Way, way back when…actually, even further back to when I was a junior in high school, I thought I was in love with an Indian boy. That relationship is one big complicated story best told over a beer (or three), but the short of it is that, 2.5 years later when the relationship finally untangled itself during my freshman year of college (and I realized I was, in fact, not in love with said Indian boy), I was officially in love with Indian culture.

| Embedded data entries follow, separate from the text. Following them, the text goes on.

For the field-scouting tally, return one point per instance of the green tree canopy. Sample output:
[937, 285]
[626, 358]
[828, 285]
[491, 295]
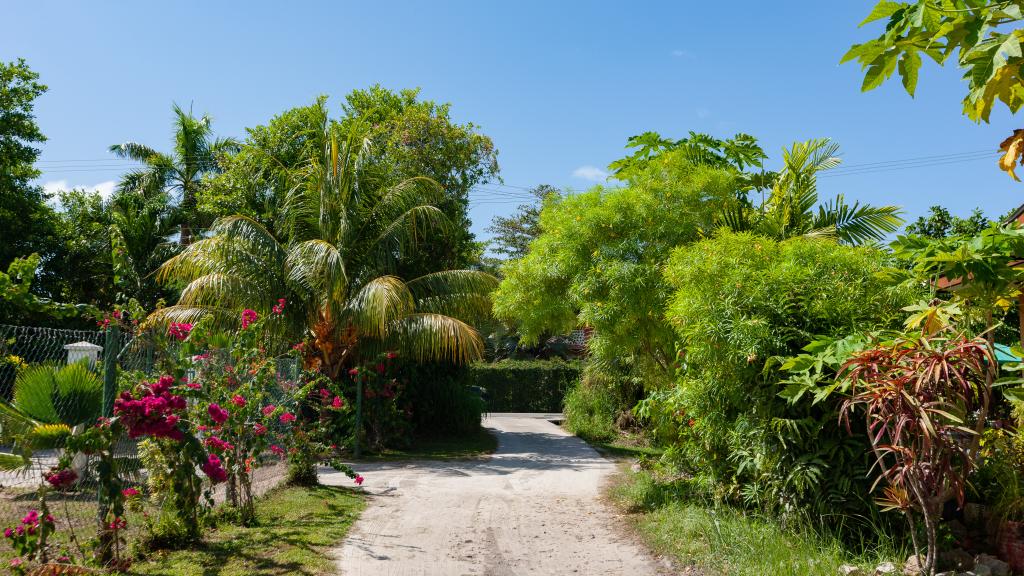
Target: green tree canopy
[336, 263]
[182, 173]
[27, 222]
[984, 35]
[940, 223]
[513, 234]
[597, 261]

It turned out that I had picked the perfect college for my interest in Indian culture and tendency to crush on Indian guys — Austin College had an Indian student population so big that the Indian Cultural Association (ICA) was actually the largest student organization on campus. I managed to convince a friend to attend an ICA meeting with me as a freshman and once I knew they weren’t going to kick me out for my whiteness, I was hooked. I regularly attended ICA meetings and events, and went on to become the first (and probably only) white officer of the group. (If only I could find a photo but, alas, that was in my predigital camera days and I can only crawl so far into the attic right now).

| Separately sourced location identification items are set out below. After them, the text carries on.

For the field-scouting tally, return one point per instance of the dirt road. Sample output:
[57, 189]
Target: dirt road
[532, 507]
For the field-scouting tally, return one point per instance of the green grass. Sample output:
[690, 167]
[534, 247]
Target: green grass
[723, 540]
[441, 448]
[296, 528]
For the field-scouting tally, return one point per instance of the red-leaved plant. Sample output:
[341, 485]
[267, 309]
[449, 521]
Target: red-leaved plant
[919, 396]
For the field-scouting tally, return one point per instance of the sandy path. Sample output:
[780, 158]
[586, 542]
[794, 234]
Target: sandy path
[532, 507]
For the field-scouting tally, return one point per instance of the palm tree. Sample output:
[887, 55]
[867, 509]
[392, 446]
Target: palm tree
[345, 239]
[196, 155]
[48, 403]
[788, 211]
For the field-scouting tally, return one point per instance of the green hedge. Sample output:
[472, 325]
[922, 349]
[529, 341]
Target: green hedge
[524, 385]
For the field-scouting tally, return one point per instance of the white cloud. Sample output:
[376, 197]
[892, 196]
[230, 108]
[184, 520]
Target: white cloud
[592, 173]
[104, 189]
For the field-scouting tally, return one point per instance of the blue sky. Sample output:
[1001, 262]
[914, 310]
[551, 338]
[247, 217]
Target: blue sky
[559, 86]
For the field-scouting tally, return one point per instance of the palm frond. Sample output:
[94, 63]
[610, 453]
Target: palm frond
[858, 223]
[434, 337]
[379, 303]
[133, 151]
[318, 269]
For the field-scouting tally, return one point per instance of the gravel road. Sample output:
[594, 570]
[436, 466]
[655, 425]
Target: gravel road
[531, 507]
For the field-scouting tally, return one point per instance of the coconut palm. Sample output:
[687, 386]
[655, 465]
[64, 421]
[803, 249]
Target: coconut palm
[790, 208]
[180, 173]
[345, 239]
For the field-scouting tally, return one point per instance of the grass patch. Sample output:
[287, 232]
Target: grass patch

Over the course of my college career, I learned tons more about Hindu holidays, Indian history, and fell even more in love with the food and traditions. I borrowed saris and salwar kameez for festivals, lit diyas at Diwali, threw colored powder at Holi, watched Indian movies, listened to Indian music, learned to cook Indian food and even tried fasting for Ramadan for a couple of years.
Chris shares my love for the fragrant comfort of Indian food, so after we got married we continued to celebrate Diwali, inviting all of our friends over to eat piles upon piles of curries and koftas and paner every fall. Things got a little trickier after we moved out to Nantucket and Chris started having to work, but two years ago, I tried my hand at balancing a baby with cooking, cleaning, and party hosting on my own. To say it was a little stressful would be a giant understatement, so last year I skipped all of it and just invited my friends to join me for Chris’ Diwali dinner at The Brotherhood. It was delicious but it wasn’t quite the same and it wasn’t as kid friendly as a party at the house, so this year I went back to hosting at home and I am so, so glad that I did.
The kids had a blast, from helping to roll out naan to destroying Nora’s room (as only kids can do), and we grown ups stuffed ourselves silly with all sorts of delicious and decadent things while hanging out and chatting for nearly four hours. It was chaos, but controlled, and not quite as bad as two years ago — there were no dishes hiding in the bathtub this year — and it was completely worth the effort.
Today is actual Diwali and Nora I celebrated again at home, talking about Lord Rama and the triumph of light over darkness, and eating Indian food for the fourth day in a row. Chris and I decided a long time ago that we want Diwali to be part of Nora’s holiday memories and I’m so thankful that we have friends willing to help us make the holiday stand out for her, even if they’ve never heard of it before.